The idea that induced abortion is a standard part of OB/GYN practice is inaccurate, given that 76-93% of practicing OB/GYN physicians do not perform induced abortions. This is not for lack of training. Every obstetrician-gynecologist is trained in the medical and surgical methods used to evacuate the uterus, and it is the same procedure whether it is being performed on a dead unborn baby as a result of a miscarriage, or on a live unborn baby in the case of induced abortion. Prior to 2018, all OB/GYN residents were already required to be trained in miscarriage management (including D&C and D&E procedures), the treatment of ectopic pregnancy, and the treatment of life-threatening conditions in pregnancy (including ending the pregnancy when needed to save a woman's life.
The change to opt-out did not provide any additional essential training to medical residents - the only thing it did was set up an environment which coerces residents to participate in procedures that intentionally end the lives of fetal human beings. By returning training in induced abortion to an opt-in system, OB/GYN residents will still receive all the training they need to fully care for women, and training in induced abortion will still be available for those who wish to receive it.

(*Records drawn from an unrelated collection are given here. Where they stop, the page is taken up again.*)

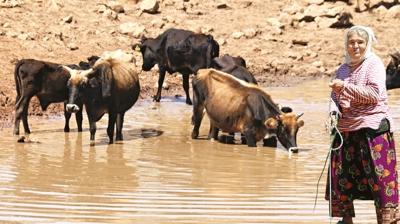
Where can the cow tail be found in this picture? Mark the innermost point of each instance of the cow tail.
(212, 50)
(18, 79)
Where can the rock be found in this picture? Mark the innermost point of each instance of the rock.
(275, 22)
(293, 9)
(67, 19)
(300, 42)
(394, 12)
(344, 20)
(237, 35)
(12, 34)
(131, 28)
(149, 6)
(102, 8)
(325, 22)
(206, 29)
(317, 64)
(110, 14)
(116, 7)
(169, 19)
(221, 41)
(381, 10)
(250, 32)
(157, 23)
(25, 36)
(72, 46)
(222, 6)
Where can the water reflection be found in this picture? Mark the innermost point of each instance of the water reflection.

The Coats-Snowe Amendment, enacted in 1996, generally prohibits discrimination against a health care entity for refusing to engage in certain abortion related training activities. The opt-out requirement is a clear violation of the conscience protections provided by the Coats-Snowe Amendment. Returning training in induced abortion to an opt-in option for medical trainees would still allow for anyone who desired this training to easily access it but would prevent any physician who does not from being coerced into participating. Not only is this what our conscience laws are meant to prevent, but it would also increase the number of medical students willing to go into the specialty of OB/GYN - a critical need at a time when maternity healthcare deserts exist across the country. This would improve access to care for millions of American women.
Because the current opt-out induced abortion training requirement is a clear violation of existing federal law, HHS and CMS should issue a rule to require any graduate medical education program to provide induced abortion as an opt-in only option in order to receive their federal GME funding and in order to receive CMS reimbursements. We urge you to expeditiously act in this matter.